Del conservadurismo periclitado al neo-progresismo.

Desde que eclosionó la Modernidad, el conservadurismo siempre ha tenido un componente de transacción con el mundo revolucionario. Y sabemos que el mundo es uno de los enemigos del alma, motivo por el cual el conservadurismo nunca es una receta aceptable para el católico.

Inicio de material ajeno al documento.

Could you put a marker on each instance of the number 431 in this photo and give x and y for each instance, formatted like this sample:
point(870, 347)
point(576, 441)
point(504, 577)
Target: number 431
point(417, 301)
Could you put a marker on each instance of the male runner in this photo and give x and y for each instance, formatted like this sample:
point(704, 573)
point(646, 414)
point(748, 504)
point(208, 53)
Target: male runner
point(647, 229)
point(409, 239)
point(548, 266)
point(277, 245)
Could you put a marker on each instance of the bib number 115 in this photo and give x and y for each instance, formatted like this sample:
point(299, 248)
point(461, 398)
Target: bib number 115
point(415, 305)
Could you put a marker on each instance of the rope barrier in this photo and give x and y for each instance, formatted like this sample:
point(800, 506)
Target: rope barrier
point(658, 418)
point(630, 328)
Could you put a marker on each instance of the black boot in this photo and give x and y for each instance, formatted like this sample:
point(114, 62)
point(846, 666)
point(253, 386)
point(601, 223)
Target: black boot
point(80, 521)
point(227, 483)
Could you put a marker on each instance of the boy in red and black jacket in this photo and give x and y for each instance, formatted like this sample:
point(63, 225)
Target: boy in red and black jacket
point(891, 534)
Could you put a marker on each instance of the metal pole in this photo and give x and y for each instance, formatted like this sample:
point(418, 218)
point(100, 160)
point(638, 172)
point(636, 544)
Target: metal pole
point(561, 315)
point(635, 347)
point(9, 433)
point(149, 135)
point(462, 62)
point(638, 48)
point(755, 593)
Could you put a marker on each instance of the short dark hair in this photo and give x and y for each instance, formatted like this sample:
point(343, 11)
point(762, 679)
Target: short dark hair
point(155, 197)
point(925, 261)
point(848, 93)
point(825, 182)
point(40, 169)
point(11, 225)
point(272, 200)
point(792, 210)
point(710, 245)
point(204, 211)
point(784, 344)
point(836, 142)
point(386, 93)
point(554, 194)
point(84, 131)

No obstante, en tiempos en los que el mundo en general, y la estructura eclesial en particular, que debería estar al margen de él, conservaba todavía algo de su matriz católica, el conservadurismo fue un mecanismo que sirvió a muchos para crear una atmósfera familiar o social en forma de escudo contras las asechanzas de los enemigos. A ello contribuyó el Magisterio papal, que pese a que, desde el Concilio ha adolecido de contaminación de la filosofía y teología modernas, guardaba la apariencia de asidero moral de corte conservador. Documentos como Humanae Vitae, Fides et Ratio, Mulieris dignitatem, y otros, de los que hoy hemos descubierto, desde la Tradición, su carácter acomodaticio a la Modernidad en no pocos aspectos, se configuraban por aquel tiempo como puerto seguro de la teología moral, y por tanto, como una doctrina que merecía, al menos en apariencia, ser «conservada».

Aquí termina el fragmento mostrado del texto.